Llegaron tras 27 horas de vuelo, esposados de manos y pies. Solo conocieron su destino pocos días antes de su expulsión: un país del centro de África, de los más pobres del mundo, a miles de kilómetros de sus países.
“No quería ir al Congo. Tengo miedo, no conozco el idioma”, afirma Gabriela, una colombiana de 30 años que forma parte del grupo de solicitantes de asilo rechazados por Estados Unidos.
La República Democrática del Congo recibió a mediados de abril por primera vez a migrantes deportados de EU.
Así pasó a engrosar la lista de países africanos, entre ellos Camerún, Guinea Ecuatorial, Eswatini, Ghana, Ruanda y Sudán del Sur, que en los últimos meses han aceptado participar en el polémico plan de Washginton para enviar a extranjeros indocumentados a terceros países.
Aunque el plan tiene el apoyo financiero y logístico de Estados Unidos, las autoridades de los países de acogida ofrecen muy poca información sobre el destino de los migrantes una vez en su territorio.
Sin embargo, la Organización Internacional para las Migraciones (OIM) aseguró que cuando llegan les proporcionan visados de corta duración y les ofrecen “retorno voluntario asistido”.
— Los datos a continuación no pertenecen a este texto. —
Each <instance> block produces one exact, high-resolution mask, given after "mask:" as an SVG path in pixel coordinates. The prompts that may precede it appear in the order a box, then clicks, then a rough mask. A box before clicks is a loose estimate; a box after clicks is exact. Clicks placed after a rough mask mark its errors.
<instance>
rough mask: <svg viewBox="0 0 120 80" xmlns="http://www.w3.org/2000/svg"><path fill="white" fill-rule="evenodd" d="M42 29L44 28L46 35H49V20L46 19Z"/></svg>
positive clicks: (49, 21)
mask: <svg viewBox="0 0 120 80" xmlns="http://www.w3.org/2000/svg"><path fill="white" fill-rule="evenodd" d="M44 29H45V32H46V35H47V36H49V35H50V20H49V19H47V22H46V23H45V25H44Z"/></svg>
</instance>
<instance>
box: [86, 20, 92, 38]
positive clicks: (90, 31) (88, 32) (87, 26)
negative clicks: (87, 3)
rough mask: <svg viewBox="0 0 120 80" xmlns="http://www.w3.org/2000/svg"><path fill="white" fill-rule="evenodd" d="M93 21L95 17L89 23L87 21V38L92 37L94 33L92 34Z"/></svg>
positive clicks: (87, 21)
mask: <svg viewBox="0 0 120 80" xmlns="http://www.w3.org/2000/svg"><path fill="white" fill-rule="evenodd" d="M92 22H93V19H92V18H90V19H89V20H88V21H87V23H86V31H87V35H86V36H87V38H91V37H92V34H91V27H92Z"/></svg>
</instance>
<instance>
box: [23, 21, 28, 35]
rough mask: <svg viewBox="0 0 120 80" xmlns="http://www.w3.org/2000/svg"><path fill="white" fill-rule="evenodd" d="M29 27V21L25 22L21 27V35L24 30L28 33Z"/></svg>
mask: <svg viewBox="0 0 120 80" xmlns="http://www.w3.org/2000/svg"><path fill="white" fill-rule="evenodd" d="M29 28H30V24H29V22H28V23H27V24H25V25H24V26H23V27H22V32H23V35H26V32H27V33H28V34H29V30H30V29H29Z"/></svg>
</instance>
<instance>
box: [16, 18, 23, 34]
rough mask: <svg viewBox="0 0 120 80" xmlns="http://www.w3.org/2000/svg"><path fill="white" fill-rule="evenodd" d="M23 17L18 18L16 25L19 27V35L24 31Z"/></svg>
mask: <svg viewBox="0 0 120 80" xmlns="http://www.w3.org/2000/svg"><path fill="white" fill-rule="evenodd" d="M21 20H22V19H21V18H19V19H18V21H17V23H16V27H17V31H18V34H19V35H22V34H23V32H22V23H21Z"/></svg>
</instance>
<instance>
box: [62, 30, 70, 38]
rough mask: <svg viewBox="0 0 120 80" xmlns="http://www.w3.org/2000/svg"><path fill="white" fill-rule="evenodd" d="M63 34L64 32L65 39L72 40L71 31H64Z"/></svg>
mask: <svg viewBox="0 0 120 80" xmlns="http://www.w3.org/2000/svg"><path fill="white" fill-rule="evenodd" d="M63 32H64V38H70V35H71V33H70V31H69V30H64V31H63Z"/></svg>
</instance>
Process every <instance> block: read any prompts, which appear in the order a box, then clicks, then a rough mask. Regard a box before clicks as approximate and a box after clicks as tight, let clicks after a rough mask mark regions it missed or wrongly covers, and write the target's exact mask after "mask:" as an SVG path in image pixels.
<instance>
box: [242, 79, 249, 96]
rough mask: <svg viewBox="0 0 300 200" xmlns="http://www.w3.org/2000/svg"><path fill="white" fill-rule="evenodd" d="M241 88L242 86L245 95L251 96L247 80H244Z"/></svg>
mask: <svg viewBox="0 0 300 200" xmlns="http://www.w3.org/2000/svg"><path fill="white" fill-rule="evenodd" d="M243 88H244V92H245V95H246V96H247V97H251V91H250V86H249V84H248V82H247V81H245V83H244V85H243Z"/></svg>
Al llegar a Kinshasa, una megalópolis de más de 17 millones de habitantes, los 15 latinoamericanos fueron instalados en un complejo a pocos kilómetros del aeropuerto.
Duermen en pequeñas casas de paredes blancas, unas junto a otras. Tienen prohibido abandonar el recinto y no se les permiten visitas.
Varios coches de la policía y el ejército están estacionados en el estacionamiento, donde a veces se ve a personal de una empresa militar privada.
Se pasan el día pegados a sus teléfonos móviles intentando contactar con sus familias.
Ninguno habla francés, el idioma oficial del país, y cada uno dice haber recibido 100 dólares de parte de la OIM.
“Varios de nuestros amigos han enfermado, al igual que yo”, dice Gabriela. “Hemos tenido fiebre y vómitos. Pero nos dicen que es normal y que debemos adaptarnos”.
Cuatro residentes del hotel dijeron que se les había expedido un visado de siete días, prorrogable por tres meses. Sin embargo, aseguran que una vez transcurridos los siete días les amenazaron con retirarles el apoyo y «dejarlos a su suerte».
“Nos tienen acorralados porque nos dicen: ‘si no aceptan el programa de repatriación, quedarán atrapados en este lío en el Congo’”, dice Gabriela, visiblemente alterada. “Es inhumano e injusto”, lamenta.